Jill Misage Webb Senior Counsel

Jill actively represents public companies in capital and credit markets financings and corporate governance matters. She regularly negotiates and completes both innovative and traditional and public and private securities offerings and bank financings. She regularly communicates with and advises senior executives and directors of public companies about corporate governance matters, effective communication strategies, public disclosure documents and 1934 Act documents.

She has concentrated on the representation of energy holding companies, as well as electric utilities and natural gas companies, and has a deep understanding of utility operations, utility regulatory accounting,  and financing needs and opportunities in the energy industry sector.  From 2005-2017, she primarily served as counsel for an investor-owned energy holding company with operations in Texas and New Mexico, and its various operating subsidiaries. In that role, Jill represented the holding company and operating subsidiaries in a variety of public and private capital markets offerings, financings of bank credit facilities and loan agreements, merger and acquisition activities, energy-related accounting issues, NYSE listing compliance, and corporate governance matters. 

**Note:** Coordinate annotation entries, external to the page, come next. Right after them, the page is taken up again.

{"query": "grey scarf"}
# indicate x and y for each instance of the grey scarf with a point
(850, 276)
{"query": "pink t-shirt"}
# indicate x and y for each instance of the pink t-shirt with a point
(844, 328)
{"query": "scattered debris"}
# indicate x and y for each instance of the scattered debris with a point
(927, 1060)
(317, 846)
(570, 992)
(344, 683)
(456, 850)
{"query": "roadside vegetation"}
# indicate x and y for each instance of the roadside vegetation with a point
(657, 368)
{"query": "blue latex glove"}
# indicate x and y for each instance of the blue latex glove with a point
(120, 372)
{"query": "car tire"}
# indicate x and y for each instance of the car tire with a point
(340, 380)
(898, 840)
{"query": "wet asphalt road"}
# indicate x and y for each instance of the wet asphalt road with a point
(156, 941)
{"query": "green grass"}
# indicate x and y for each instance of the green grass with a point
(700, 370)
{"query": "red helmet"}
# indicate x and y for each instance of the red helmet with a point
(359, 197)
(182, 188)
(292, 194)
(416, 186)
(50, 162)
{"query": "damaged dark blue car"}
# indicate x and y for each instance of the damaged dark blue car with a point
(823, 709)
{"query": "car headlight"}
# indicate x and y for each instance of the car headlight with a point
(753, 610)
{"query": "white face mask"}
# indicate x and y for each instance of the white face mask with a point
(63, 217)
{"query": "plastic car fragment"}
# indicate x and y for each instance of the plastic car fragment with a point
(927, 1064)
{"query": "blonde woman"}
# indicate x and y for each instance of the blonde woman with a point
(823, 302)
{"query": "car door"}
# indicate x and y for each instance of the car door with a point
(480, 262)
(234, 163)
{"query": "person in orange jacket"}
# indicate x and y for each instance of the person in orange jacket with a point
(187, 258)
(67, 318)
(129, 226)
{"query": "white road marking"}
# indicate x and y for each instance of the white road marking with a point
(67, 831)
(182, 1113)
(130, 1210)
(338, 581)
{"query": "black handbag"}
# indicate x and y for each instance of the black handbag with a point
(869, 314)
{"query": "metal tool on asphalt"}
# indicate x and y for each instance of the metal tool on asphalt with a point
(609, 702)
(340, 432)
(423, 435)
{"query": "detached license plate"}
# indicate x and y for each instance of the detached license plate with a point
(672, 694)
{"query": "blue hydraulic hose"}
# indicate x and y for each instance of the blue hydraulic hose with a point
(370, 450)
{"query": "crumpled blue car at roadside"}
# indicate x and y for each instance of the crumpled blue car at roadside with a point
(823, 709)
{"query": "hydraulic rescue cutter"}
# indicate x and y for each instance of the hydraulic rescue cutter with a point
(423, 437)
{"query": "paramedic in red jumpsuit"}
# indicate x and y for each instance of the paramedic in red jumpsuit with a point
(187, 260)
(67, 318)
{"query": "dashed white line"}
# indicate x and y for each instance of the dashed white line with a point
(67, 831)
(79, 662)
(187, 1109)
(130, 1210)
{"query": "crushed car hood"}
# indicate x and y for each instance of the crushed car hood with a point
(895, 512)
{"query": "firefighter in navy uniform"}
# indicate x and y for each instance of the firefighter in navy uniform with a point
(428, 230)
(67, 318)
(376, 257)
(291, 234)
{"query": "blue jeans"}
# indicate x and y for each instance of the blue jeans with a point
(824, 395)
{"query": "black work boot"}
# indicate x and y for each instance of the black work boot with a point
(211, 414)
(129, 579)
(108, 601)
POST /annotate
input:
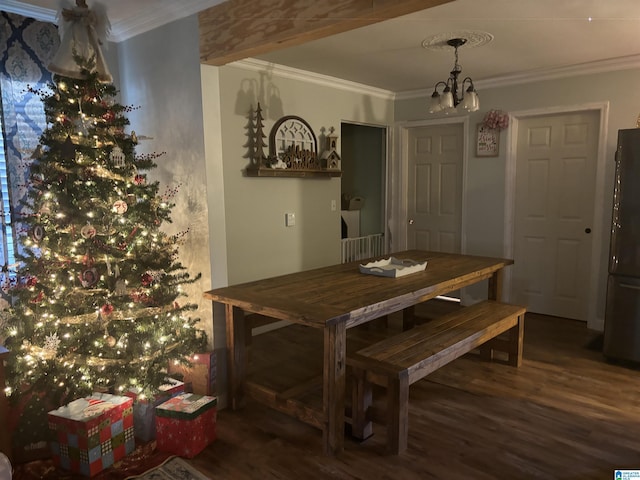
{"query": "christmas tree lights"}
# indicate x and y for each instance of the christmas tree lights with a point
(95, 297)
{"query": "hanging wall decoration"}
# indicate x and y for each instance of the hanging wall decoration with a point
(293, 150)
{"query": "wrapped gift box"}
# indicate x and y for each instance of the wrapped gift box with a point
(144, 416)
(186, 424)
(91, 434)
(201, 376)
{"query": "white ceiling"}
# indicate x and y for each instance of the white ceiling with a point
(531, 39)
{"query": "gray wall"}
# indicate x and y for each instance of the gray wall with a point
(258, 243)
(159, 71)
(485, 179)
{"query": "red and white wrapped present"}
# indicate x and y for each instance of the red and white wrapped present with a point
(91, 434)
(186, 424)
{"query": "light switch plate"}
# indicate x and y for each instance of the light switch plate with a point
(289, 219)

From 1998-2004, she served as designated underwriters’ counsel for one of the nation's largest producers and transporters of energy headquartered in Virginia, as well as a large energy-based holding company headquartered in South Carolina. 

Prior to returning to McGuireWoods as Senior Counsel, Jill was a partner at an Am Law 100 firm,  Assistant General Counsel at Capital One Financial Corporation, and an associate at McGuireWoods

Experience

Representation of an operating company issuer in negotiating and entering into a modem utility mortgage and over $700 million private placement of secured first mortgage bonds.

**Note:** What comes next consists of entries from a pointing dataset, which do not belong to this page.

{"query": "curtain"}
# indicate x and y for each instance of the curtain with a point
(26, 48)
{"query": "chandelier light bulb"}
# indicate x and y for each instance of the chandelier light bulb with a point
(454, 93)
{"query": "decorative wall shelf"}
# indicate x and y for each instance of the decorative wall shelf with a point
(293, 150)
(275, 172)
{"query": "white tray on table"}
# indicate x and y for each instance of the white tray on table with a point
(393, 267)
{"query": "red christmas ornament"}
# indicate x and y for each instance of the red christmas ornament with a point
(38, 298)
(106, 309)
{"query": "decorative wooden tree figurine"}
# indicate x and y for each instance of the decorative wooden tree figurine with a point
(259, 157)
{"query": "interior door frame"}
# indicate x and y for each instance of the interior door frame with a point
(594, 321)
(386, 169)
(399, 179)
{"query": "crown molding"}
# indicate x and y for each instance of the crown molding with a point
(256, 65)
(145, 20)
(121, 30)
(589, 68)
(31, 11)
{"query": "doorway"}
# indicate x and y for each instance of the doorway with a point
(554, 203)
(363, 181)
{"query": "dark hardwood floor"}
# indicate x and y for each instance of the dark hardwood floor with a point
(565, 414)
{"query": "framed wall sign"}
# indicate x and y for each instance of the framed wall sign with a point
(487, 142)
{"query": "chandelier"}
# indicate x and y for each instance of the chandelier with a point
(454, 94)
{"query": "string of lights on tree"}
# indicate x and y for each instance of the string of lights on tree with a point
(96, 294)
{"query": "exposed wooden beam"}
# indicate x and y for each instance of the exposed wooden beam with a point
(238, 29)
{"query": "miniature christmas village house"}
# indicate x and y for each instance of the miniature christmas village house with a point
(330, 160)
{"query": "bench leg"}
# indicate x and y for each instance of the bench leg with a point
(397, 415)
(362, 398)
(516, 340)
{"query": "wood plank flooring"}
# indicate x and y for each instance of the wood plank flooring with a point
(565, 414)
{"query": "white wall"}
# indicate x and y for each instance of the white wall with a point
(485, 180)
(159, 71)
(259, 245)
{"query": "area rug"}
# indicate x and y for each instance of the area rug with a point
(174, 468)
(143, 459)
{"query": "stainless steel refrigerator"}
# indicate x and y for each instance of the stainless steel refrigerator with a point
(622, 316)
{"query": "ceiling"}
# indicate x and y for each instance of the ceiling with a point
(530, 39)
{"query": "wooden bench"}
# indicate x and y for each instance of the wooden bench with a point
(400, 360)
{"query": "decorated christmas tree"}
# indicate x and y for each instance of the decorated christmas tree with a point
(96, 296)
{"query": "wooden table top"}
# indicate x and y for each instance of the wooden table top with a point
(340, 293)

Representation of a holding company in matters related to sale of natural gas operations for $650.0 million.

Representation of a holding company issuer in $100.0 million remarketing of senior unsecured notes and issuance of convertible preferred stock in settlement of stock purchase contracts.

Representation of a holding company issuer in $247.25 million remarketing of senior unsecured notes, additional issuance of $102.75 million senior unsecured notes in connection therewith and issuance of common stock in settlement of stock purchase contracts.

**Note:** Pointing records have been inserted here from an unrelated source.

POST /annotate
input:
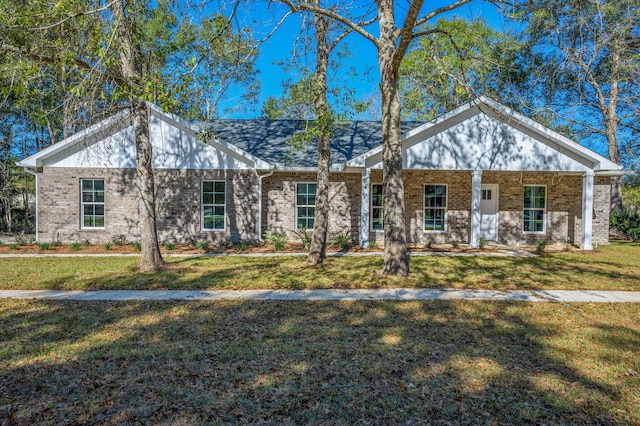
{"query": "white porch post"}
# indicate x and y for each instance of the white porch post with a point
(476, 198)
(364, 208)
(587, 210)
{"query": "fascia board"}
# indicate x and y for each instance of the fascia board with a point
(35, 160)
(602, 162)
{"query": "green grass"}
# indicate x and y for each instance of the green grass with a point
(382, 362)
(615, 267)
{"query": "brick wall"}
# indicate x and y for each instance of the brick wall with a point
(279, 202)
(177, 205)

Representation of an operating company issuer in $350.0 million senior unsecured notes.

Representation of a holding company issuer in $154.0 million common stock offering.

Representation of a holding company issuer in $300 million equity distribution agreement for at-the-market offerings of common stock.

Representation of a holding company and operating companies in various unsecured term loans and revolving credit facilities and amendments related thereto.

Representation of underwriters in offerings of more than $32.0 billion of public securities from 1998-2004, including senior notes, common stock, preferred stock, medium-term notes, convertible securities, trust preferred securities, equity income securities, remarketable debt securities and municipal securities.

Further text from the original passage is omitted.